MARGARET TABOR couldn't stop smiling. Outside the tent she could hear the organized chaos as her squad was torn from sleep. One of the choppers already had its engine turning over.
"Won't be long," she said with a grin. "By the sacred nails on the cross, but it won't be long."
The engine of the second chinook coughed into life. Outside the tent, there was the first faint hint of the coming dawn. Margaret Tabor clapped her hands together and then ran across the frost-dusted ground to her own quarters to get dressed and ready for the mission. "That son of a bitch," she whispered to herself as she threw on her clothes. "Get a reward, Jeff Thomas?

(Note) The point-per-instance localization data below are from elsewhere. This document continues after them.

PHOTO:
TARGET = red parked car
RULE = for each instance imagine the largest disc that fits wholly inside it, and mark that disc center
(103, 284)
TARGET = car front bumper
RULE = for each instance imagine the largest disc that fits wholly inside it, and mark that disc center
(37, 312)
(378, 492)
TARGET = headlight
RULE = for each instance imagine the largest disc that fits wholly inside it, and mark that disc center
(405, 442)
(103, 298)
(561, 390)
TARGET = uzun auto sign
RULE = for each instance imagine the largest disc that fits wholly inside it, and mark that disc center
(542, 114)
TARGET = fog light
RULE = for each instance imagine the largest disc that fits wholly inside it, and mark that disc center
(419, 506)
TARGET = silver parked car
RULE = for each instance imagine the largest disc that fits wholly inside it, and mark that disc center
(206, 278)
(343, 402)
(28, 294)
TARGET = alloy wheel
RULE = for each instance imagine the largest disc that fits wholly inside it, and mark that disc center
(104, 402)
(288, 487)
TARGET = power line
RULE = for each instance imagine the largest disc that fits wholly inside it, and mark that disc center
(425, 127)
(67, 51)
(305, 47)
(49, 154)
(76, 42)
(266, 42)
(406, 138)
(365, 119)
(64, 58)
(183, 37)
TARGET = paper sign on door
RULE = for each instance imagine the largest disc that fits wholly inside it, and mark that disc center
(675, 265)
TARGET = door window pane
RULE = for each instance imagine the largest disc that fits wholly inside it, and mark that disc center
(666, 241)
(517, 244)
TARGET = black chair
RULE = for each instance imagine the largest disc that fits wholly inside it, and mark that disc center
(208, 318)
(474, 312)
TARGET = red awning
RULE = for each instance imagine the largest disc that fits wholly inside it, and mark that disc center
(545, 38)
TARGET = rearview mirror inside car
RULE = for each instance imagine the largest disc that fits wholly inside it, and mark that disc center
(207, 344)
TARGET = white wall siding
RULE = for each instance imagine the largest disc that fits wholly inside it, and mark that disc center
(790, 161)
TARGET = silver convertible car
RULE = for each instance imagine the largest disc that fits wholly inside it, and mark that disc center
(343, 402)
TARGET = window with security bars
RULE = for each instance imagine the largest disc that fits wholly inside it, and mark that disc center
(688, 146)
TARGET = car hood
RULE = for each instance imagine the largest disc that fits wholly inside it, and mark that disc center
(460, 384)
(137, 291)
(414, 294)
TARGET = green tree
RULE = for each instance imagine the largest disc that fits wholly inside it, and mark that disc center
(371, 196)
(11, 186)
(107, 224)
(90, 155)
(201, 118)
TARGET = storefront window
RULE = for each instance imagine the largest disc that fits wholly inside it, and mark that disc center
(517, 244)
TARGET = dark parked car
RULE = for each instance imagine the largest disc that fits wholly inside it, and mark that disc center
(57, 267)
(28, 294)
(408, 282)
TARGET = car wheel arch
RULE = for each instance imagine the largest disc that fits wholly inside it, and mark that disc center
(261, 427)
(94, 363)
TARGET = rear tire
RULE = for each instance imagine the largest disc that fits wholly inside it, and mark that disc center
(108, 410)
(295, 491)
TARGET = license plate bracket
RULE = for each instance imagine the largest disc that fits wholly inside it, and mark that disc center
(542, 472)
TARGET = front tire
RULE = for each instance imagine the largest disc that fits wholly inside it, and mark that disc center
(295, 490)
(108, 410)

You bet your fucking pension I'll give you a fine reward for this."
JEFF SWITCHED OFF the transmitter and pulled the main lead from the bank of batteries.
He opened up the back with the blade of the kitchen knife and levered away some of the silicon-chip panels, breaking them between his hands and tendering the radio totally useless.
Then he stood up, slipped the blade into his belt and picked his way around the two corpses and the lake of congealing blood. The .38 was in his hand.
"Now, Nanci," he whispered to himself.
Starting to open the door of the radio room, he glanced back at the charnel-house shambles that he left behind him. He smiled proudly to himself, eager for the long-waited revenge that he was about to enjoy.